I ended up using a service because I was going bonkers. Seriously. The ‘directions’ for both Solr and Elastic are really terrible. They go in with some assumptions that you’ve done similar things (haven’t) and don’t have what I would call an ‘intro doc.’ Solr I got a lot further than Elastic, but WP integration was weird. And Elastic … No.

Installing it was weirdly easy. The problem was I could not find any information about configuring it. People say “You must secure it.” Okay, sure, I can do that… But no one sat and explained why you want the nodes, what they do together, why you want them on separate servers (or even that you do) and .. Honestly I wanted to throw my laptop out the window.

It does, mind you, bring up an important note. Search storage and Elastic services are expensive. Even Jetpack, who offers a bundled Elasticsearch integration (yes, that’s what Jetpack Search is) would cost a site with 10,000 posts around $600 a year.
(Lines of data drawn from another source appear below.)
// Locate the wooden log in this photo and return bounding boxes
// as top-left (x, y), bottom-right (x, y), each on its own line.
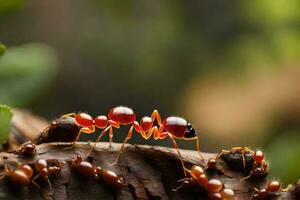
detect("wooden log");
top-left (0, 142), bottom-right (299, 200)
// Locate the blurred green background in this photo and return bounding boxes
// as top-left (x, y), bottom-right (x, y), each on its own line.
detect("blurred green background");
top-left (0, 0), bottom-right (300, 183)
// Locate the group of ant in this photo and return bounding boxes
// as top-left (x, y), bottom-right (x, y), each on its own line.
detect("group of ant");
top-left (0, 141), bottom-right (126, 193)
top-left (0, 106), bottom-right (292, 200)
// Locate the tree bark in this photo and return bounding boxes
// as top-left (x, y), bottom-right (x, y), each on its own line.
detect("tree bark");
top-left (0, 142), bottom-right (299, 200)
top-left (0, 110), bottom-right (300, 200)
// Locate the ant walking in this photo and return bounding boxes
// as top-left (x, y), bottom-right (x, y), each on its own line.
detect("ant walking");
top-left (0, 163), bottom-right (33, 186)
top-left (32, 159), bottom-right (61, 193)
top-left (63, 106), bottom-right (204, 175)
top-left (173, 165), bottom-right (234, 200)
top-left (71, 155), bottom-right (126, 187)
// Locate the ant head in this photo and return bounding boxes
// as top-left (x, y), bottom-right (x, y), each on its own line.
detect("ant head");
top-left (254, 150), bottom-right (265, 163)
top-left (183, 122), bottom-right (197, 139)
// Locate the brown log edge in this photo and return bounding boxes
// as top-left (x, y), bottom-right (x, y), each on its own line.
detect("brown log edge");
top-left (0, 142), bottom-right (300, 200)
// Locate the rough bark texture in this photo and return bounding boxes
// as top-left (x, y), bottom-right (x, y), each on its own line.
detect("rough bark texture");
top-left (0, 112), bottom-right (300, 200)
top-left (0, 143), bottom-right (297, 199)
Even using Amazon’s Elasticsearch it’s going to run you a lot. How much? Well if you just toss in their defaults and accept the large settings, it’s to the tune of $22 a day. Give or take. Small settings for my site? Around $8 a day.

ElasticPress (whom I do recommend if you’re using Elastic) starts at $79 a month. Jetpack’s new search is free for small sites, but for mine (again, we’re over 10k posts) it would begin at $60.
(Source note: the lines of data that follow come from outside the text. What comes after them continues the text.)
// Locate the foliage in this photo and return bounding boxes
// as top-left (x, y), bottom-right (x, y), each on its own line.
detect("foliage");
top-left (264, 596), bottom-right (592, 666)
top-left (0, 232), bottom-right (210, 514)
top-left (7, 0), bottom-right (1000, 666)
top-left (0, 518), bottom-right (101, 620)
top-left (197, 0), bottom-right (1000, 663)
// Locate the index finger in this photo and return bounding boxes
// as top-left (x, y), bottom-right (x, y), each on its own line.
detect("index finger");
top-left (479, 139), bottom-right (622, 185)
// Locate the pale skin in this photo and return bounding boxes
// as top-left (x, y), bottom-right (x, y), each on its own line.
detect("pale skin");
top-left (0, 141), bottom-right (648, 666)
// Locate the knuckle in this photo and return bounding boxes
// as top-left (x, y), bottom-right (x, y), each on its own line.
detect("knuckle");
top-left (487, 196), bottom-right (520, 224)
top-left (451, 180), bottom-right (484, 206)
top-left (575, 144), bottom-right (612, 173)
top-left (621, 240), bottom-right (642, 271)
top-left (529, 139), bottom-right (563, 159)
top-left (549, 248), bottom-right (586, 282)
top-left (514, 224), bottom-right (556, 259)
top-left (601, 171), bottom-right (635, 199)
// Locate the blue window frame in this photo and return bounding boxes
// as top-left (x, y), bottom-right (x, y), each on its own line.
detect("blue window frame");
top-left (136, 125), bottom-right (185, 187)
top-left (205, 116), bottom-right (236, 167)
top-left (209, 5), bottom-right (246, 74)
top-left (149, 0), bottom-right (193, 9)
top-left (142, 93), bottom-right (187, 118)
Algolia though … 12k records is about $3 a month. And it’s all search.

Enter Algolia

The name meaning delights me:

inability to speak due to mental deficiency or a manifestation of dementia.
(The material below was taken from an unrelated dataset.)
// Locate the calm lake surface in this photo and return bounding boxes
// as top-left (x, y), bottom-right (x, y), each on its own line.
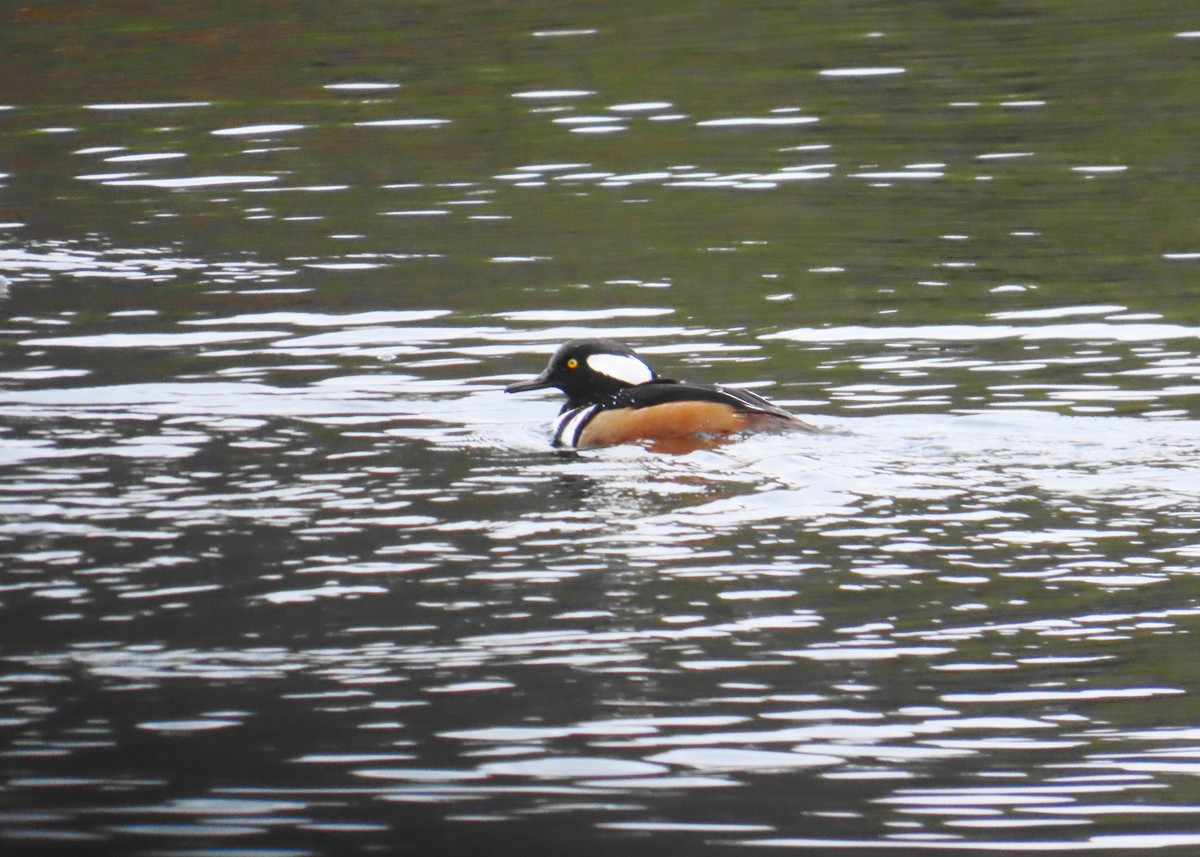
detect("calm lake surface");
top-left (0, 0), bottom-right (1200, 857)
Because when you are searching, you often feel like you’re losing your mind and you have a problem. Search is hard okay? There’s a reason AltaVista, Lycos, Yahoo, and now Google are important. Searching is crazy weird and hard and sometimes it’s faster to go “lezwatchtv ACTOR NAME” than to search on our site.

That was not good at all.

Algolia is one of the more straightforward setups I’ve had in a while.
1. Register on algolia.com
2. Spin up a new app
3. Install WP Search with Algolia
4. Add in your keys
5. Tell it what to search
6. Tell it if you want auto-complete
7. Tell it if you want a new search-result page
8. Index
9. Done
Oh you know there’s a little more.

Reducing Records

I decided to make my records smaller. Algolia only cares about the number of records, not the size, as long as each record is under 10k. I have a lot of meta data and a lot of records. If I was to index everything, I’d be around 15k records, which isn’t bad but I really only needed about 12k of them.

One of the odd things the plugin does is that it uses separate indexes for Auto-Complete. So I could store all my searchable posts and all my shows, characters, etc etc. Which would make for 50k records, and I didn’t want that. Sure it makes some aspects of search easier, but I knew I could do this a better way.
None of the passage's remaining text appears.